The fun of “For All Mankind,” particularly in its initial episodes, is how it’s a genuine period piece where the history gets scrambled. It opens in classic pseudo-documentary fashion with John F. Kennedy’s classic speeches touting his challenge to go to the Moon before the decade of the ‘60s is over. The first scenes with everyone gathering around bars and living rooms to watch the moon landing could be out of any classic piece of American nostalgia, and then the man in the spacesuit starts talking in Russian and reality is turned upside down. Creators Matt Wolpert, Ben Nedivi and Ronald D. Moore, who is a veteran of various “Star Trek” shows and movies, are so determined to make this world feel authentic that it rarely travels into space itself.
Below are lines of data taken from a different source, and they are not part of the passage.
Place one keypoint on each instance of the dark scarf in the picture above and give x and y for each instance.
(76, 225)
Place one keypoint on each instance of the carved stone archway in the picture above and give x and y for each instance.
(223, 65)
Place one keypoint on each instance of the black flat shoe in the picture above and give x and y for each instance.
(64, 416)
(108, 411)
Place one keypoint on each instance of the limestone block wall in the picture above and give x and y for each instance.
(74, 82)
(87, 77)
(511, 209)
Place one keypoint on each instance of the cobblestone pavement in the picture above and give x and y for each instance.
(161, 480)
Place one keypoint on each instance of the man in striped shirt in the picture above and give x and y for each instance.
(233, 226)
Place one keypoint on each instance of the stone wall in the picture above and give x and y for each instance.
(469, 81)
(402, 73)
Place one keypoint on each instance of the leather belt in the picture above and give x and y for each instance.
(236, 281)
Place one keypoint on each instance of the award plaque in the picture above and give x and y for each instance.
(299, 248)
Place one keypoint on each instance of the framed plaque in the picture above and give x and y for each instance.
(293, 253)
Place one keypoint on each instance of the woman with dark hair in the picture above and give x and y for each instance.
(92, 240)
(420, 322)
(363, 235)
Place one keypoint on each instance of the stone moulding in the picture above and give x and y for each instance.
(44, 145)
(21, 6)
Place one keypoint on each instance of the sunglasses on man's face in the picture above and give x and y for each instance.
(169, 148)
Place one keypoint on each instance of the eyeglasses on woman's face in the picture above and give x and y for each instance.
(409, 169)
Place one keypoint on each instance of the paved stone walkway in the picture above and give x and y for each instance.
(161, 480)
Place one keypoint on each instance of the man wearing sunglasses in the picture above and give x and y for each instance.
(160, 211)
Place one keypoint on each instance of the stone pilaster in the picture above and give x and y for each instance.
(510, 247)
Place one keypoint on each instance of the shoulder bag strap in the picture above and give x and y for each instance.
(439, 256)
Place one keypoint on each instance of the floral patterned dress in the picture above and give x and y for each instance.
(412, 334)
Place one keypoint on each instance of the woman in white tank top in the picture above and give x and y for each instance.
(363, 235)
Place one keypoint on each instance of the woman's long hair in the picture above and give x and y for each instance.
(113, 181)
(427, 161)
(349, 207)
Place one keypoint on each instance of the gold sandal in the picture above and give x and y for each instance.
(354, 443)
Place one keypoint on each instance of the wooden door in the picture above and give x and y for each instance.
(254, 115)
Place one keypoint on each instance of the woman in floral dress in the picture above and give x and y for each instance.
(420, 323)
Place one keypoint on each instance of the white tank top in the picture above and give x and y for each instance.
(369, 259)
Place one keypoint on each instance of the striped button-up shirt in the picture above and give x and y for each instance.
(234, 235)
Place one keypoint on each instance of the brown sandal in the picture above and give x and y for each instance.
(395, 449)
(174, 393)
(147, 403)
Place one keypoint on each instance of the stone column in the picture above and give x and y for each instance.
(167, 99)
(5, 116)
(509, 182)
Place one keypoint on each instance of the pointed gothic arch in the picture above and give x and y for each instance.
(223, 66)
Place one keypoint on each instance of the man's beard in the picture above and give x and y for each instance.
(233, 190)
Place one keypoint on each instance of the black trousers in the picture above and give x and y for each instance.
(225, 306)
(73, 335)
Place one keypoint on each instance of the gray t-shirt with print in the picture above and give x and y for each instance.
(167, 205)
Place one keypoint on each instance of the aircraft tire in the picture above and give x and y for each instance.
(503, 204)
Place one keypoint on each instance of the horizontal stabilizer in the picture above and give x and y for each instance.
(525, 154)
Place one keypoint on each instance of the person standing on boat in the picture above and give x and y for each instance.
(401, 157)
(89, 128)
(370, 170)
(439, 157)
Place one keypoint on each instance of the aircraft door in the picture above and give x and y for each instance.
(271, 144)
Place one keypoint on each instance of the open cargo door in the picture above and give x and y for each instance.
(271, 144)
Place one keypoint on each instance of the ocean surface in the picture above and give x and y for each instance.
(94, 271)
The real drama is here on earth as Baldwin grapples with his failures, and later in the season when he does make it into space he and Karen face more family-oriented emergencies he is powerless to deal with. Even sexual politics take center stage as pioneers like Danielle Pool (Krys Marshall), NASA’s first black woman astronaut and Molly Cobb (Sonya Walger) face sexism at NASA, it is still 50 years ago to be sure. In-between storylines involving these characters we get invented recordings of the infamous Nixon tapes, as the paranoid president rants about the space race being lost and Ted Kennedy possibly using this fact to win the White House.
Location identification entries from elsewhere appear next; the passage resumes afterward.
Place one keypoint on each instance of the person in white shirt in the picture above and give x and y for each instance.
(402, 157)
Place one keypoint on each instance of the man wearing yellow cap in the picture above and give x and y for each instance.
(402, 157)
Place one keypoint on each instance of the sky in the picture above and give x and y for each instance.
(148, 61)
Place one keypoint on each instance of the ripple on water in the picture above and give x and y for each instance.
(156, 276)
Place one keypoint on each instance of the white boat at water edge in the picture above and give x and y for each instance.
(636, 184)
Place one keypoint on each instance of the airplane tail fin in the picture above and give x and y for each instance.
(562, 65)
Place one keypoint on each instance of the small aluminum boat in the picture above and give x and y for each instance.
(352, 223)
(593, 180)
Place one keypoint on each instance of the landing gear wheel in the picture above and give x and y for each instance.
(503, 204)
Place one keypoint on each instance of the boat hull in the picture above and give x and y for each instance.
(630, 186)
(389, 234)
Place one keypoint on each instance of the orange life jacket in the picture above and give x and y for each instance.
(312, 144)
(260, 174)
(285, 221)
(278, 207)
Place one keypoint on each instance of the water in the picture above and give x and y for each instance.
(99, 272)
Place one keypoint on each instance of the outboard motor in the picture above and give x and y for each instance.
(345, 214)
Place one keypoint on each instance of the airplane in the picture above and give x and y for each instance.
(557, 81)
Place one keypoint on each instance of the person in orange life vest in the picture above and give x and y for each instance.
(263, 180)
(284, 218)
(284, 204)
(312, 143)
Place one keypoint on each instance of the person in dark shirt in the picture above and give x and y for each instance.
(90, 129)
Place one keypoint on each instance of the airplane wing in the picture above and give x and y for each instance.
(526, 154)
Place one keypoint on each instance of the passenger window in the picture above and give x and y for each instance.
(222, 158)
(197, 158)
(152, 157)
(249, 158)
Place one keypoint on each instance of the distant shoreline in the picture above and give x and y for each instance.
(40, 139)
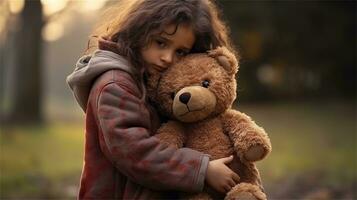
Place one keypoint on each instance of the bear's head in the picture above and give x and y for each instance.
(197, 87)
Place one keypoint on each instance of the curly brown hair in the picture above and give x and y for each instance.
(130, 24)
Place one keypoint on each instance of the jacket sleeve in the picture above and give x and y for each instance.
(125, 140)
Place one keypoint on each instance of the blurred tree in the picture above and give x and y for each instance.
(294, 50)
(28, 70)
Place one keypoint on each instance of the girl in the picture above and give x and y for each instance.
(122, 159)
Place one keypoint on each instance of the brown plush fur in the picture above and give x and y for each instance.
(197, 94)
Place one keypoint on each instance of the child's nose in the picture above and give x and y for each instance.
(167, 57)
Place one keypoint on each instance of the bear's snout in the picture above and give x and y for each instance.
(193, 103)
(185, 97)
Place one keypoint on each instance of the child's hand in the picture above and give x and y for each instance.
(219, 176)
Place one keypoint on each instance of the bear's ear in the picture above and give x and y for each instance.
(225, 58)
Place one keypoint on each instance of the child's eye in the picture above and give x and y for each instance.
(181, 53)
(160, 43)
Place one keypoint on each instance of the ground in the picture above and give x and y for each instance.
(313, 157)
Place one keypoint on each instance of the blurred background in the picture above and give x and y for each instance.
(297, 79)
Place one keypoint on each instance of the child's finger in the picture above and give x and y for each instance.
(227, 160)
(236, 178)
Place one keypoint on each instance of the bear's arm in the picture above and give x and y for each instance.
(171, 133)
(250, 141)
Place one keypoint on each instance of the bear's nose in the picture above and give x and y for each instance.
(185, 97)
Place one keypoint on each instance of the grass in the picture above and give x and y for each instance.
(37, 161)
(307, 138)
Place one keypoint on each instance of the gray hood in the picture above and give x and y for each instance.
(89, 67)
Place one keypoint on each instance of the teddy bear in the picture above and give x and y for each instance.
(196, 94)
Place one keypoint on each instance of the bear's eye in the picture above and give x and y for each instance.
(205, 83)
(172, 95)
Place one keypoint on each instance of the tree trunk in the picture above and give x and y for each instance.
(27, 99)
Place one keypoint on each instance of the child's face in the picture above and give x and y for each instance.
(165, 49)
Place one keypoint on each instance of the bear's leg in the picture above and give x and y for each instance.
(245, 191)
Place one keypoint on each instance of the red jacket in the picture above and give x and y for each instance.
(122, 159)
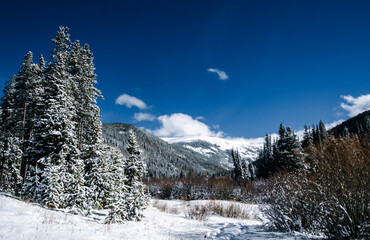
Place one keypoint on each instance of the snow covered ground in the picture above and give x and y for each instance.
(20, 220)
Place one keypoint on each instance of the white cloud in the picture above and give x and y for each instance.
(144, 117)
(357, 105)
(329, 126)
(182, 125)
(221, 74)
(130, 101)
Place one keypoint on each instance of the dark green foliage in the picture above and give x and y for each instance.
(162, 159)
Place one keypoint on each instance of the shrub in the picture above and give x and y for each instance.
(198, 212)
(332, 197)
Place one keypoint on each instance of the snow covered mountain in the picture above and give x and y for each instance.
(173, 157)
(218, 150)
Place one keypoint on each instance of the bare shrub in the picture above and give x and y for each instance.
(230, 210)
(198, 212)
(332, 197)
(163, 207)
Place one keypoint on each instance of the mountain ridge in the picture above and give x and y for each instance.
(177, 157)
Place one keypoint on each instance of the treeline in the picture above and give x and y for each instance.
(51, 148)
(319, 185)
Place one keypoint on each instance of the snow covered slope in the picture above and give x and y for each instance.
(26, 221)
(218, 150)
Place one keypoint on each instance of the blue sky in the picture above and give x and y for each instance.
(294, 62)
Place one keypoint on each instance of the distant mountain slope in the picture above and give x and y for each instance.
(162, 159)
(218, 150)
(355, 125)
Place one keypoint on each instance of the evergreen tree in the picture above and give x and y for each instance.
(27, 94)
(322, 131)
(137, 199)
(238, 169)
(117, 196)
(10, 147)
(54, 133)
(307, 137)
(288, 152)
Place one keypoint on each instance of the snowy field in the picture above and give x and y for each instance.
(20, 220)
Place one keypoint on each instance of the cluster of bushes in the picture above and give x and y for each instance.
(331, 196)
(194, 187)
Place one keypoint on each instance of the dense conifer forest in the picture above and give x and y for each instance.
(51, 143)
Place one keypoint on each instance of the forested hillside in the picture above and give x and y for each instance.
(162, 159)
(51, 146)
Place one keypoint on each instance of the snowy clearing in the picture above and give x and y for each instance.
(20, 220)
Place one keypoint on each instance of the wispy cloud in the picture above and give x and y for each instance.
(144, 117)
(355, 105)
(221, 74)
(183, 125)
(130, 101)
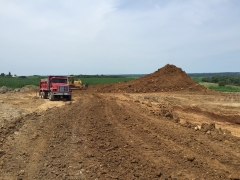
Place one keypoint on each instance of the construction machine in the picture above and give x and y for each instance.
(55, 87)
(74, 84)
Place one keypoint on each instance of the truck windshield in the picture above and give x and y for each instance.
(59, 81)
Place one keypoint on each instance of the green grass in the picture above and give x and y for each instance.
(197, 79)
(95, 81)
(227, 88)
(15, 82)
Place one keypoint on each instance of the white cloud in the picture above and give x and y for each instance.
(107, 36)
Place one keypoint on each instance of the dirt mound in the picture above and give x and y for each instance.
(167, 79)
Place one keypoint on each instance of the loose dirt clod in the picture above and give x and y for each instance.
(167, 79)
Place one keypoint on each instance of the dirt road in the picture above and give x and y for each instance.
(120, 136)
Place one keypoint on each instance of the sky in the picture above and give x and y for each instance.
(62, 37)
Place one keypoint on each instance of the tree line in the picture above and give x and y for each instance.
(223, 80)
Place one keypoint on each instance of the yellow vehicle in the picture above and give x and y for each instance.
(74, 84)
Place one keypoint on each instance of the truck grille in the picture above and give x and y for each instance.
(63, 88)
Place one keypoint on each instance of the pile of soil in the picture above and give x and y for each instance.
(167, 79)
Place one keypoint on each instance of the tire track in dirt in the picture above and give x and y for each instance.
(101, 136)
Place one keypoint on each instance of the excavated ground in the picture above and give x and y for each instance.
(164, 135)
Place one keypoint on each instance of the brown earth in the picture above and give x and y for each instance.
(167, 79)
(190, 134)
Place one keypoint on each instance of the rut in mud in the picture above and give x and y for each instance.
(105, 136)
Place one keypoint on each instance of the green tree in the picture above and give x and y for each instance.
(222, 83)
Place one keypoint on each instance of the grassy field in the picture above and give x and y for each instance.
(214, 86)
(15, 82)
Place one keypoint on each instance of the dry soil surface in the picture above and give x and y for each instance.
(164, 135)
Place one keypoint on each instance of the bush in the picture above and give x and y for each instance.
(222, 84)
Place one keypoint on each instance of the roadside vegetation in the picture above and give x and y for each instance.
(21, 81)
(222, 84)
(217, 83)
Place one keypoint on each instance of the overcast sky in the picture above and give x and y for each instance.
(42, 37)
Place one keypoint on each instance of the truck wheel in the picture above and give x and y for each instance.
(51, 97)
(69, 98)
(44, 95)
(41, 95)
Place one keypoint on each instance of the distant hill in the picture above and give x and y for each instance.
(234, 74)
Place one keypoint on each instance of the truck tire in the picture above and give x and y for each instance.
(41, 95)
(69, 98)
(51, 97)
(44, 95)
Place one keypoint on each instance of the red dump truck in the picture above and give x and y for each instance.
(55, 87)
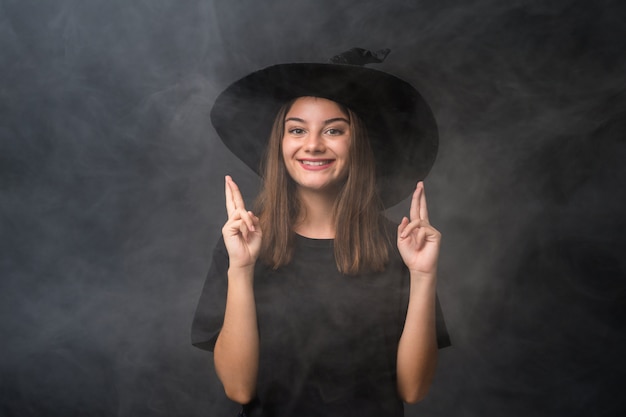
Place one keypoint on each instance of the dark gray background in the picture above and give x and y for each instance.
(111, 193)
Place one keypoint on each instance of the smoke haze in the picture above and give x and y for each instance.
(111, 193)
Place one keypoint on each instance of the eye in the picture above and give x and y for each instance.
(335, 132)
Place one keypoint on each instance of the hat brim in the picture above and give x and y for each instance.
(400, 124)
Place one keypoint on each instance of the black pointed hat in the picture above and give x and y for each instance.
(400, 124)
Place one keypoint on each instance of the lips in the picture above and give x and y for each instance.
(315, 164)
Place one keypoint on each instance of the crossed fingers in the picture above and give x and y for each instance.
(418, 212)
(237, 214)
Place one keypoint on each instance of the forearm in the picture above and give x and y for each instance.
(417, 350)
(236, 352)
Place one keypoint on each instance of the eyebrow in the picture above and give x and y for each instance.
(326, 122)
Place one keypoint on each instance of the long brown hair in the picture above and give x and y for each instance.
(361, 243)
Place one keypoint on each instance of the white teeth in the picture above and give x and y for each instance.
(315, 163)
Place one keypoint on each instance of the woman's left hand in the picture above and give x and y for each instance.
(418, 241)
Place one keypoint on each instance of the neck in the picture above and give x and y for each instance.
(316, 216)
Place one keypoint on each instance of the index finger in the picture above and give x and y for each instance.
(423, 206)
(415, 210)
(234, 200)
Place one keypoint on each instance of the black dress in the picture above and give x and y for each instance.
(328, 341)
“For All Mankind” combines broader alternate history with the more intimate, domestic dramas. The Soviets start building bases on the Moon, which means we have to as well. In this show the USSR keep getting ahead. The writing has fun throwing around real life figures from NASA history, like German rocket scientist Wenher Von Braun (Colm Feore), who keeps having to explain to the press and his superiors the science behind fuel shortages, distance calculations and other important factors when pondering a Moon trip and mission control director Gene Kranz (Eric Ladin). Famous astronauts also make appearances like Buzz Aldrin (Chris Agos), Neil Armstrong (Jeff Branson) and others. But now instead of being instant icons, they are astronauts on the losing side.
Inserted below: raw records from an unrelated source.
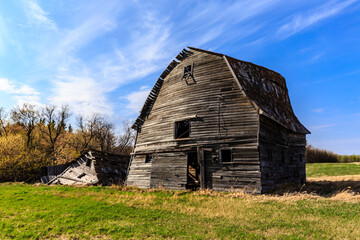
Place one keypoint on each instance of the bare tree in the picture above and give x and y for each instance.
(104, 134)
(86, 131)
(27, 116)
(3, 121)
(53, 124)
(95, 132)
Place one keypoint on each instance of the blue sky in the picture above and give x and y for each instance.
(104, 56)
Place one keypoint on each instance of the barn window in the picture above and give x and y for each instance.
(269, 155)
(88, 162)
(188, 75)
(226, 155)
(187, 70)
(182, 129)
(148, 158)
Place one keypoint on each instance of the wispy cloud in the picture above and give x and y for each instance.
(300, 22)
(84, 95)
(37, 15)
(318, 110)
(136, 99)
(319, 127)
(22, 93)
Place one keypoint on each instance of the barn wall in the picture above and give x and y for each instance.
(169, 170)
(140, 172)
(221, 117)
(282, 155)
(243, 172)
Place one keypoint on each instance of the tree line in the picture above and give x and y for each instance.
(32, 137)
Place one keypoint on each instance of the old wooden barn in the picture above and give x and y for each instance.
(212, 121)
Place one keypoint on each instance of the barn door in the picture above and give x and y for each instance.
(193, 171)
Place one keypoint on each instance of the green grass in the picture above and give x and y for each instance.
(38, 212)
(332, 169)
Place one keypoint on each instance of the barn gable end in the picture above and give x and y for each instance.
(200, 126)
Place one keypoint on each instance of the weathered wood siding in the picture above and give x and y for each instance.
(140, 172)
(221, 117)
(169, 170)
(282, 155)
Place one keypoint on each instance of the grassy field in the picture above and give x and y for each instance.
(43, 212)
(332, 169)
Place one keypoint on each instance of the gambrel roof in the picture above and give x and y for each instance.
(265, 88)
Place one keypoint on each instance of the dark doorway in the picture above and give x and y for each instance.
(193, 172)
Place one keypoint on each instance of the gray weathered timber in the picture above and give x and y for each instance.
(228, 117)
(93, 167)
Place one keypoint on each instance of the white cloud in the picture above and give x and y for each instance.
(324, 126)
(300, 22)
(22, 93)
(84, 95)
(37, 15)
(136, 99)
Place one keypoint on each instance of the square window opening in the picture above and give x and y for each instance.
(226, 155)
(148, 158)
(269, 155)
(187, 70)
(182, 129)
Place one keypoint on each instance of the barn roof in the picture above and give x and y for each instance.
(265, 88)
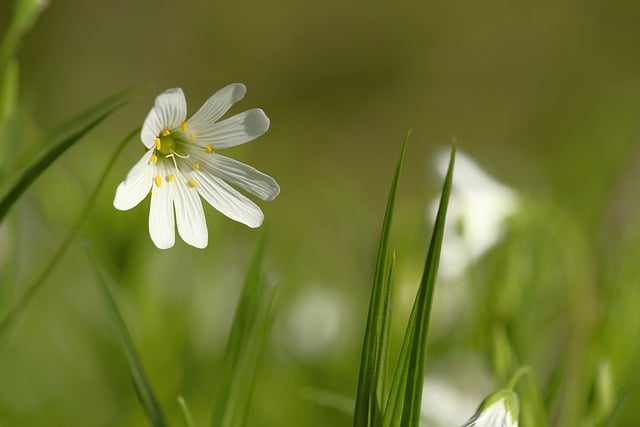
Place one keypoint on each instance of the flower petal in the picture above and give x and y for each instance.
(235, 130)
(192, 226)
(227, 200)
(136, 185)
(161, 220)
(168, 112)
(218, 104)
(242, 175)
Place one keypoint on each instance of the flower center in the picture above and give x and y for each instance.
(167, 145)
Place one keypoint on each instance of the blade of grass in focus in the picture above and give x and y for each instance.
(64, 138)
(24, 299)
(375, 348)
(143, 389)
(250, 327)
(405, 398)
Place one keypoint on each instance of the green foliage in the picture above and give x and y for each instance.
(63, 139)
(145, 393)
(405, 396)
(251, 325)
(375, 349)
(10, 316)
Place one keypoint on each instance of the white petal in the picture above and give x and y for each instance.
(228, 200)
(189, 214)
(218, 104)
(168, 112)
(136, 185)
(161, 220)
(235, 130)
(244, 176)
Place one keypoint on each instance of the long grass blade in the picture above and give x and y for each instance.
(250, 327)
(186, 413)
(375, 348)
(145, 393)
(31, 291)
(63, 139)
(405, 398)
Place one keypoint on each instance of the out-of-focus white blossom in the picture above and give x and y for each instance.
(478, 208)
Science fans need not expect just a mere drama. Midway through the season “For All Mankind” picks up with the heavy science references, theories for working on the Moon and details about how one gets a radio signal from Earth up there. There’s more of a thriller vibe near the end of the season as well as astronauts get stuck in space and NASA has to figure out how to bring them back. But it’s the human touch that makes the series intriguing. Everything about losing the space race affects the characters psychologically, and in a sense they represent how the U.S. character would shift if we suddenly began losing to our adversaries. On the flip side there’s also a message in this show on how the Cold War did inspire much innovation because of its fierce competition between superpowers and ideologies.
“For All Mankind” turns the tables on America in a thoughtful, at times highly fascinating way. It’s not a dramatization of history but a reinvention of it. The science is almost an afterthought, what it does instead is remind us that you can’t always win the race, or we should at least consider the possibility of losing.
“For All Mankind” season one premieres Nov. 1 with new episodes streaming every Friday on Apple TV Plus.